No todo el mundo vio con buenos ojos que Justine Triet, directora y guionista de La batalla de Solferino (2013) fuese escogida para con su segunda película, Los casos de Victoria, abrir la Semana de la Crítica en la pasada 69 edición del festival más prestigioso del mundo, Cannes. En el debe, o sea entre los argumentos de rechazo, había dos determinantes: la escasa trayectoria de Triet y la sensación de que el contenido de este filme nada sabe del mundo del riesgo y ensayo y menos de la narrativa contemporánea. Efectivamente, nada en su metraje podría delatar que su prosa ha sido alumbrada en la segunda década del siglo XXI. Y, ciertamente, ante ambas acusaciones, nada cabe aportar. De hecho, Justine Triet como directora todavía no parece haberse ganado lo galones de autora con voz personal y este filme sobre las vicisitudes de una abogada de vida agitada, emociones desencajadas y amores revueltos, se mueve en terrenos canónicos de pura ortodoxia. ¿Ortodoxia? Si solo se analiza las formas, la puesta en escena, la progresión del relato... todo se sabe convencional. Pero hay un pequeño y decisivo detalle; si en lugar de Victoria su protagonista se llamase Víctor, hablaríamos de cine setentero, de comedia de afectos y desarreglos, o como se decía antes con perezosa suficiencia, de la enésima versión de un Woody Allen a la francesa. Pero la cuestión es que la capacidad de transgresión que da sentido y que legitima su presencia en Cannes, consiste en que estamos ante un filme íntegramente femenino. No sabría decir si también feminista, pero qué duda cabe que el personaje de Calamy, una profesional del derecho cuya conducta personal no le impide seducir a jueces, defender a antiguos amigos o tener a un ex-narcotraficante contratado como babysitter en su propia casa, aporta señales para proclamar que algo está cambiando en el viejo patriarcado occidental.

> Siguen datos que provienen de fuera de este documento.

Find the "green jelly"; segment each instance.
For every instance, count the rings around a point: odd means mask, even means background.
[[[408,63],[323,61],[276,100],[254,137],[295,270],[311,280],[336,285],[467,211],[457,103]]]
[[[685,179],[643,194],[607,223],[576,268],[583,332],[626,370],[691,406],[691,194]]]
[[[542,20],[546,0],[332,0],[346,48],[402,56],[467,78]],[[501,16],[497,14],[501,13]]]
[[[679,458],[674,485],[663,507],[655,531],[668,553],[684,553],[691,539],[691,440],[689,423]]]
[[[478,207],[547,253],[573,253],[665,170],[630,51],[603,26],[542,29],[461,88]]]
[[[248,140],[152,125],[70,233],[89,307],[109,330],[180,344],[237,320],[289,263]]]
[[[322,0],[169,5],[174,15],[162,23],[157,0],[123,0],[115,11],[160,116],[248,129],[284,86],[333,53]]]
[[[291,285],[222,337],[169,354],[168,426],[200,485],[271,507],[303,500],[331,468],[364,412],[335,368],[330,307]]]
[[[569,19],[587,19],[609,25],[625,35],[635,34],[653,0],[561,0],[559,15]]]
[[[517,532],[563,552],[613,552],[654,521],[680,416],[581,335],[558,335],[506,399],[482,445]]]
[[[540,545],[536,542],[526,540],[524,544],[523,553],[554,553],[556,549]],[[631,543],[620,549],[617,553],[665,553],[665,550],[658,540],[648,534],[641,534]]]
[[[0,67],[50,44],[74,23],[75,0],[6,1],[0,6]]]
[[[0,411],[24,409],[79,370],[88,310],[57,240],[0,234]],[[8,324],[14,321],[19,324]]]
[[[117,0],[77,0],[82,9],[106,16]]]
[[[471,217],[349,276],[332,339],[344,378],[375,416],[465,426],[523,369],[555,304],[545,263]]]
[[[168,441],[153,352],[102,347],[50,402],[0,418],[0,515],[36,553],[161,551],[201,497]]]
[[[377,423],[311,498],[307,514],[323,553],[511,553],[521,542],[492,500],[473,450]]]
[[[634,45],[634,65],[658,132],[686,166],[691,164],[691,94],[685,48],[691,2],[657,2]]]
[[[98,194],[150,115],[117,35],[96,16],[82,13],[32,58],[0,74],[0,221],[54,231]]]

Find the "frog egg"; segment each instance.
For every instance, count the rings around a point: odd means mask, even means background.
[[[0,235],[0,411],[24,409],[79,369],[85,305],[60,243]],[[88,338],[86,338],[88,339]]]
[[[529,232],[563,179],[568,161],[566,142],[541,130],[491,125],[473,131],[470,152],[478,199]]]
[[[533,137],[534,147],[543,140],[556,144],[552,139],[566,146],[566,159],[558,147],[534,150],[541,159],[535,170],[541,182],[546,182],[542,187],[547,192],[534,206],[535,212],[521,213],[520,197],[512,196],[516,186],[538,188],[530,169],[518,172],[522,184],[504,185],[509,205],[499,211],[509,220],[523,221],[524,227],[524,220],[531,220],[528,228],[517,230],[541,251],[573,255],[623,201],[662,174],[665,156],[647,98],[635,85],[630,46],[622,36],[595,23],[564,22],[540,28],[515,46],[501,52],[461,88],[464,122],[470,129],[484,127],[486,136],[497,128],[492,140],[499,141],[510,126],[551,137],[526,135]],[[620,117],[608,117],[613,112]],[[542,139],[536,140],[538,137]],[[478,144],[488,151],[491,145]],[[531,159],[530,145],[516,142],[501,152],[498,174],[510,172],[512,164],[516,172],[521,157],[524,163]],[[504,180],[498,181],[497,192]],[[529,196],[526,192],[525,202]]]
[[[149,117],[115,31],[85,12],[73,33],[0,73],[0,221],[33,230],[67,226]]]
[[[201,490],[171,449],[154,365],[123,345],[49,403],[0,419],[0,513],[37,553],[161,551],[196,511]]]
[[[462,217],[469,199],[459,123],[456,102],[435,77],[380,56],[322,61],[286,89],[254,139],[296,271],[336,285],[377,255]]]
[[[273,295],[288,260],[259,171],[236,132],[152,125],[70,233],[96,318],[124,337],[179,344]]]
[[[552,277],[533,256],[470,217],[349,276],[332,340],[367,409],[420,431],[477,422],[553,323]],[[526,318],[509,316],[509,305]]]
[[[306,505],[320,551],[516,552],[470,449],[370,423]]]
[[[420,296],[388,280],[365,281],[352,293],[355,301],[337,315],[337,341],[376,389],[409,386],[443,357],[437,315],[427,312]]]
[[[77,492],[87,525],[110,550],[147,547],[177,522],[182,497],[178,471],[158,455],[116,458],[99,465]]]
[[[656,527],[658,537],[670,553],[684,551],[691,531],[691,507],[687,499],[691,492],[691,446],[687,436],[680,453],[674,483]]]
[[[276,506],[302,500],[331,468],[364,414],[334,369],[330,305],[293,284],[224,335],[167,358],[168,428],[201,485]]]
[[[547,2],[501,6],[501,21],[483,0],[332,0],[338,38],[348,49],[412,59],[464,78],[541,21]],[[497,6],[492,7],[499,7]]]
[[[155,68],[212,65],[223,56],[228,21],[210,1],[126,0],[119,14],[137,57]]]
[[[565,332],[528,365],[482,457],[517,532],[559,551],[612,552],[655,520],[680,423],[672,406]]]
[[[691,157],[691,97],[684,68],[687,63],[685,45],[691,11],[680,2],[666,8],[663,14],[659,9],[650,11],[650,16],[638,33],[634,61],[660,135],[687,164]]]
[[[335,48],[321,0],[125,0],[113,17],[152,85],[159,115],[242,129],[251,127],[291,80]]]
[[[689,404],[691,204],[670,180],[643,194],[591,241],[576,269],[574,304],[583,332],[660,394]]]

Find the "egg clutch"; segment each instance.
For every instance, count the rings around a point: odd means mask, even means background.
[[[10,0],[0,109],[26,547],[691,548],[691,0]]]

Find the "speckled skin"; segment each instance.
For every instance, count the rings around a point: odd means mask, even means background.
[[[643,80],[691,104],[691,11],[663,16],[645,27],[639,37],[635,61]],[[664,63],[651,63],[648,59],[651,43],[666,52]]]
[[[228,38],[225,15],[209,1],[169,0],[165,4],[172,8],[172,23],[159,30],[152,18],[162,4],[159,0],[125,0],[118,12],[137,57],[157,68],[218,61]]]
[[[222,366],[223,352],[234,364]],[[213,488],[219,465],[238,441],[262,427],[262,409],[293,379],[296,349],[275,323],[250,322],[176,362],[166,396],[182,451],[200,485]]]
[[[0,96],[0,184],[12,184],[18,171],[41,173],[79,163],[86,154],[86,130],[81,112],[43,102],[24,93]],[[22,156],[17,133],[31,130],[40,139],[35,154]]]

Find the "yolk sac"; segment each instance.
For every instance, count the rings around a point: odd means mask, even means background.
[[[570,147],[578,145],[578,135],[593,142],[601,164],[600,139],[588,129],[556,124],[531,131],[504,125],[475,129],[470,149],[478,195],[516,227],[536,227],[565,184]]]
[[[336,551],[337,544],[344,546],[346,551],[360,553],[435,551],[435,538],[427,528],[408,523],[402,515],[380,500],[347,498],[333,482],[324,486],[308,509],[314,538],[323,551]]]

Y no solo eso. Sus virtudes, más allá de esa naturalidad con la que la mujer protagonista lleva las riendas de su vida y la de los hombres que se le aproximan, se esconden en los engranajes de la buena comedia de enredos y desencuentros, de malentendidos y reconciliaciones. Autora del guión y de la dirección, Justine Triet, una directora que confesaba sin rubor sus limitaciones y sus dudas, sus querencias y sus capacidades en el marco del festival de Cannes, evidencia que sabe mover a los actores, que les da el toque oportuno y que, con ellos de su parte, obtiene un filme menor, entretenido y desconcertante.

Desconcertante para quienes todavía ponen pegas a la igualdad y consideran inamovible el tradicional reparto de papeles y roles entre lo masculino y lo femenino. Esos sentirán estupor e incomodidad. Por ahí es por donde, más allá del reflejo de una sociedad de clase media, inapelablemente decadente e insoportablemente vacua, asoman las singularidades leves pero reales y visibles del filme, y con ellas lo mejor de Justine Triet.

Como además el argumento sabe surcar por recovecos convencionales, pero nunca desganados ni simples, Los casos de Victoria, mezcla la crónica social -al estilo de un Rohmer con amnesia sobre lo que la nouvelle vague representó-, con el retrato de mujer al que algunas veces François Ozon aspira. Pero aquí quien escribe y manda, es una mujer, una directora llamada Justine cuyo futuro parece hecho de tímidas promesas y huidizas incertidumbres. Qué será lo que Justine Triet haga en su siguiente película resulta imprevisible. De momento, con Victoria, vemos que Triet se dedica a hablar desde la mujer y lo femenino sin ceñirse a formularios preestablecidos ni ser sensible a correcciones políticas.